My Take | Defenders of Mong Kok riot now turn their wrath on journalists
Threatening the media with violence a clear signal that the thugs have no respect for Hong Kong’s cherished freedoms

Radical localists have proved to be a direct threat to the rule of law, freedom of speech and freedom of the press. So it’s ironic to see so many pan-democratic politicians, student leaders and so-called scholars – at any rate people on the pay roll of universities – lining up to defend or at least justify their behaviour. These are the same people who, after all, make a living sloganeering about such core values. I guess we don’t need Beijing or the government to undermine them. Localists, those monsters they have helped unleash on Hong Kong, are doing a fine job destroying those values we hold dear.
A group of “scholars” – well, mostly ageing assistant or associate professors without a PhD – has demanded the government form an independent commission to look into the Mong Kok riot, on the premise that Leung Chun-ying’s government was ultimately responsible for it.

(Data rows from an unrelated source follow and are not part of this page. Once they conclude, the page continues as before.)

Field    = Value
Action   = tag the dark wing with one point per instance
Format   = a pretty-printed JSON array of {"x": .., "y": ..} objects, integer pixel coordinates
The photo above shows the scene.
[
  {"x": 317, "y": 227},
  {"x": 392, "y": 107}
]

Meanwhile, Benny Tai Yiu-ting, of the failed Occupy Central movement, has blamed Leung for the riot. I am no clever lawyer like Tai, but shouldn’t the rioters be responsible for the riot?
I confess I wrote this column under a conflict of interest. That’s because I now fear for my safety and that of my colleagues working in the news industry. A nasty little essay, presumably a manifesto by localists, has been circulating on the internet and has gone viral. It’s titled: “Our fists will treat you the same way your lenses treat us.”
Well, you get the idea; it’s open season on us poor journalists. The piece says we have no right to take pictures of non-public figures. But if we do, we have a responsibility to hide their identities, unless we have their prior consent to publish.
It claims this is an ethical rule that governs the conduct of war correspondents and photographers.